You know those stories where people perform amazing feats of bravery and agility in situations where their loved ones are threatened? We’ve all heard the one about the woman who lifted a car off her husband when it has fallen off its raises and landed on his chest, or the one about a man who scaled a fence of impossible height when he was being chased by a wild animal. These stories have only one thing in common with mine. They involved superhuman amounts of adrenaline and a solitary thought before embarking on the event at hand: “Go!” And baby, did I go. I flew right into the thick of things, paying no heed to anything another than what I was intent on doing. I raced at the speed of light in my head, but in reality, it was as slow as the sun setting on the horizon. There was a moment, when I had finished, when I glanced around and took in the faces of others around us. I was convinced that everyone knew what was going on, that they were glued to our moment and waiting for the result so they could broadcast it to the world. In previous years, I would have speculated that they were anticipating my failure, but it wasn’t the result that mattered. The important part, for me, had already been completed. I had done it. I hadn’t backed out or sidestepped anything. I had stayed true to what she had taught me. The only remaining obstacle was her response.

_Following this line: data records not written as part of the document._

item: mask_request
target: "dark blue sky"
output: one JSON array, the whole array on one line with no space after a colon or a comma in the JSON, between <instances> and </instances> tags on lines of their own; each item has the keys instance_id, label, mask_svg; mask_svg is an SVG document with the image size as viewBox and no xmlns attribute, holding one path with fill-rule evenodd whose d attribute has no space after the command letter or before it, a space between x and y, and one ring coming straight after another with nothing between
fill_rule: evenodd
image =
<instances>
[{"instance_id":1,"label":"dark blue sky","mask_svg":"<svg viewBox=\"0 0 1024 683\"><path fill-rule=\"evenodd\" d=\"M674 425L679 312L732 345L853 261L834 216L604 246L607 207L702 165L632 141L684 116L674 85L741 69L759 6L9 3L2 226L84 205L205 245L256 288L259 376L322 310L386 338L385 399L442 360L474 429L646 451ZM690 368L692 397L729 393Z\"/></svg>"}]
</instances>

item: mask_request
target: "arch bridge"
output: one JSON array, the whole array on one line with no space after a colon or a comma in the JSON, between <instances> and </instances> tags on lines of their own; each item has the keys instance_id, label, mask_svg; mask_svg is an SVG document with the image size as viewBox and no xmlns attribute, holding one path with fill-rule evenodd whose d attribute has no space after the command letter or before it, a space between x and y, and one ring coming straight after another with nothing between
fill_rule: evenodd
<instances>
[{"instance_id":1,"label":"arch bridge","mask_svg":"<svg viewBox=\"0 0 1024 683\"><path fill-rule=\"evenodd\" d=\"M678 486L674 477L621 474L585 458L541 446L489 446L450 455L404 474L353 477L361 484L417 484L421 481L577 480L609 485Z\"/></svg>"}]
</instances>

In a small café, two people sat opposite each other. Two girls to some, two women to others, yet to each other, the world. She listened while I spoke, seeing the fear in my eyes as I prayed for her to bestow on me, the smile that had become my saving grace. She didn’t smile. Instead, she tilted her head back and laughed, rising from her seat in order to walk over and crouch before me. I wiped her tears away with my thumb and she mirrored the gesture. I didn’t realise I was crying, but I stopped. It’s relatively difficult to cry when an angel is kissing you. She didn’t stop kissing me until I cried out for breath and even then she was reluctant to let go.

“B,” I cried. “I’m dying over here!”

“Faith,” she replied. “I’m living.”

As I’ve mentioned before, it was a day that will never be recalled in the future. There was no eclipse, there was no acid rain, there was no impending apocalypse. No major disasters occurred in or around the vicinity and there was not so much as a kid falling off a bicycle to place any significance on the occasion. It was the most important day of my life. My life began on that day.